Graham Sakaki, a researcher and
coordinator who also sits on the Mount Arrowsmith Biosphere Region roundtable,
said the new funding will be used as seed money to enact the first phase of the
project.
He said phase one will involve updating two important regional guiding documents
in order to ensure they are inclusive of the viewpoints and perspectives of Indigenous
people.
“We said, ‘How do we now make sure that whatever we do from this point is stemmed from the right beginnings?’” Sakaki said.
One of the documents is their Guiding Principles for Collaboration with First Nations, which was put together with David Bob, the late chief of Snaw-naw-as, and Chief Michael Recalma of Qualicum First Nation.
“Yes, there was First Nations input on this, but was there enough? We believe probably not, if we are going to make this into a larger initiative,” Sakaki added.

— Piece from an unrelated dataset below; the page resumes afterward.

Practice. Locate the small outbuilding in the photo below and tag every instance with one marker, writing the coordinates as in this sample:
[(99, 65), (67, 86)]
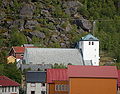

“So we’re going to work with Snuneymuxw, Snaw-naw-as, and Qualicum to create a circle of Indigenous representatives, a circle of experts, to help guide us further on whether this document is inclusive enough of all three Coast Salish nations.”
Before traditional place names and their stories are researched, he said, there has to be groundwork established to ensure relationships are built on a foundation of acknowledgement and trust.
From there, roundtable members would like to see the implementation of traditional place names but say that it will take “small steps” to get there; one factor to consider is that not all information is meant for the wider public and is sacred or private information only for certain members of a nation.
“You can’t just go in and take (knowledge) and consider it everybody’s,” says Sakaki. “And that’s why we took caution in the first steps of this application.”
With this considered, some of the next phases of the project could include a trial of establishing place names in ten well-known and accessible places within the Mount Arrowsmith Biosphere Region, including Cathedral Grove, Englishman River, Milner Gardens and Rathtrevor Beach.
Both Manson and Sakaki say the financial support is especially timely, because the United Nations has declared 2019 to be the year of Indigenous languages.
“We can’t move ahead without recognizing the importance of language, it’s in our stories, in our songs, in our everyday speech,” Manson said in a statement.